Effective Acoustic Modeling for Pronunciation Quality Scoring of Strongly Accented Mandarin Speech
Fengpei Ge,Changliang Liu,Jian Shao,Fuping Pan,Bin Dong,Yonghong Yan
DOI: https://doi.org/10.1093/ietisy/e91-d.10.2485
2008-01-01
IEICE Transactions on Information and Systems
Abstract:In this paper we present our investigation into improving the performance of our computer-assisted language learning (CALL) system through exploiting the acoustic model and features within the speech recognition framework.

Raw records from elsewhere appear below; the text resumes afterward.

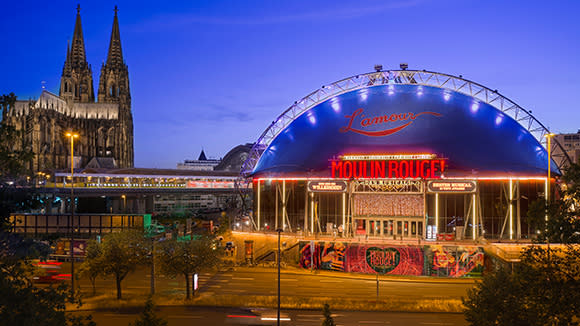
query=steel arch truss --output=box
[241,70,571,177]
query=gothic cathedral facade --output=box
[3,7,134,172]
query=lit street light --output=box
[121,195,127,213]
[544,133,556,204]
[276,229,282,326]
[66,131,79,295]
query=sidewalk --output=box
[233,266,479,284]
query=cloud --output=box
[134,0,426,28]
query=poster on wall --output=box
[425,245,484,277]
[347,245,423,275]
[299,241,346,272]
[299,241,484,277]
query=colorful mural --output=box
[299,241,346,271]
[299,241,484,277]
[425,246,484,277]
[347,244,423,275]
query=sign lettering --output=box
[331,160,446,179]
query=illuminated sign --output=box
[308,181,346,192]
[187,180,235,189]
[339,108,441,137]
[427,180,477,192]
[366,247,401,274]
[331,160,446,179]
[340,154,436,161]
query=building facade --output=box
[554,130,580,167]
[2,6,134,172]
[242,69,567,241]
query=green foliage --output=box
[322,303,336,326]
[85,231,150,299]
[528,164,580,243]
[463,246,580,326]
[129,296,167,326]
[79,240,103,295]
[155,236,223,299]
[0,231,95,326]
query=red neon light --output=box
[331,160,446,179]
[339,108,441,137]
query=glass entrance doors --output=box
[355,217,424,239]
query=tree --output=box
[79,240,103,295]
[464,246,580,326]
[155,236,222,300]
[322,303,336,326]
[0,230,95,326]
[130,296,167,326]
[528,164,580,243]
[85,231,149,299]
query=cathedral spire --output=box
[59,5,95,103]
[62,41,72,74]
[107,6,123,66]
[70,5,87,67]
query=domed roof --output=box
[252,84,560,176]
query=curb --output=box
[233,267,480,284]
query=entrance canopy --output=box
[246,71,560,177]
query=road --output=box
[78,306,467,326]
[70,268,473,300]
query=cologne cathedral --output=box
[3,6,133,172]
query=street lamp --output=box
[544,133,556,204]
[66,131,79,296]
[276,229,282,326]
[121,195,127,214]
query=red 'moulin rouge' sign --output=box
[331,159,446,179]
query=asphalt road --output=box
[70,268,473,300]
[79,306,467,326]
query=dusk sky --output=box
[0,0,580,168]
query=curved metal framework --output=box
[240,70,571,177]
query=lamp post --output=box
[121,195,127,214]
[66,131,79,296]
[276,229,282,326]
[544,133,556,204]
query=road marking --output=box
[359,320,389,324]
[127,286,151,289]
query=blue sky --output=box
[0,0,580,168]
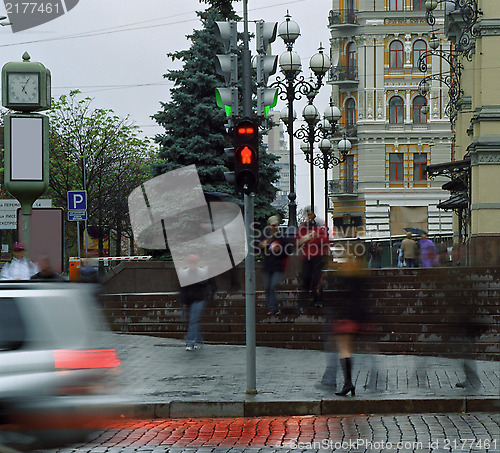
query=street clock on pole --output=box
[2,52,51,112]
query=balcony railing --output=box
[328,179,358,195]
[330,66,358,82]
[328,9,358,26]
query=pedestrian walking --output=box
[259,216,293,316]
[401,232,418,267]
[0,242,38,280]
[297,206,329,312]
[438,241,450,266]
[398,246,405,269]
[31,255,65,282]
[177,254,210,351]
[333,256,366,396]
[418,234,439,267]
[368,241,377,269]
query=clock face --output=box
[7,72,40,105]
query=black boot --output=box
[335,357,355,396]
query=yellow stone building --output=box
[329,0,456,236]
[431,0,500,265]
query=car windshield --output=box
[0,298,26,351]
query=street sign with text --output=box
[68,209,87,222]
[68,190,87,211]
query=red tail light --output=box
[54,349,120,370]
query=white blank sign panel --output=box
[11,118,43,181]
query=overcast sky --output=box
[0,0,331,214]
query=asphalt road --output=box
[52,413,500,453]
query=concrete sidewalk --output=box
[111,334,500,418]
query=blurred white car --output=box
[0,282,123,451]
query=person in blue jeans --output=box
[177,255,210,351]
[259,215,293,316]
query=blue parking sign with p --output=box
[68,190,87,211]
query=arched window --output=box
[389,40,403,69]
[389,0,404,11]
[413,39,427,68]
[413,96,427,124]
[389,96,404,124]
[345,98,356,127]
[347,42,357,80]
[413,0,425,11]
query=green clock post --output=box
[2,52,51,256]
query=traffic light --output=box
[224,118,236,185]
[215,21,239,117]
[255,20,278,116]
[233,118,259,194]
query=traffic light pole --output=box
[241,0,257,395]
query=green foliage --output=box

First, to alleviate channel distortion, speaker-dependent cepstrum mean normalization (CMN) is adopted and the average correlation coefficient (average CC) between machine and expert scores is improved from 78.00% to 84.14%. Second, heteroscedastic linear discriminant analysis (HLDA) is adopted to enhance the discriminability of the acoustic model, which successfully increases the average CC from 84.14% to 84.62%. Additionally, HLDA causes the scoring accuracy to be more stable at various pronunciation proficiency levels, and thus leads to an increase in the speaker correct-rank rate from 85.59% to 90.99%. Finally, we use maximum a posteriori (MAP) estimation to tune the acoustic model to fit strongly accented test speech. As a result, the average CC is improved from 84.62% to 86.57%. These three novel techniques improve the accuracy of evaluating pronunciation quality.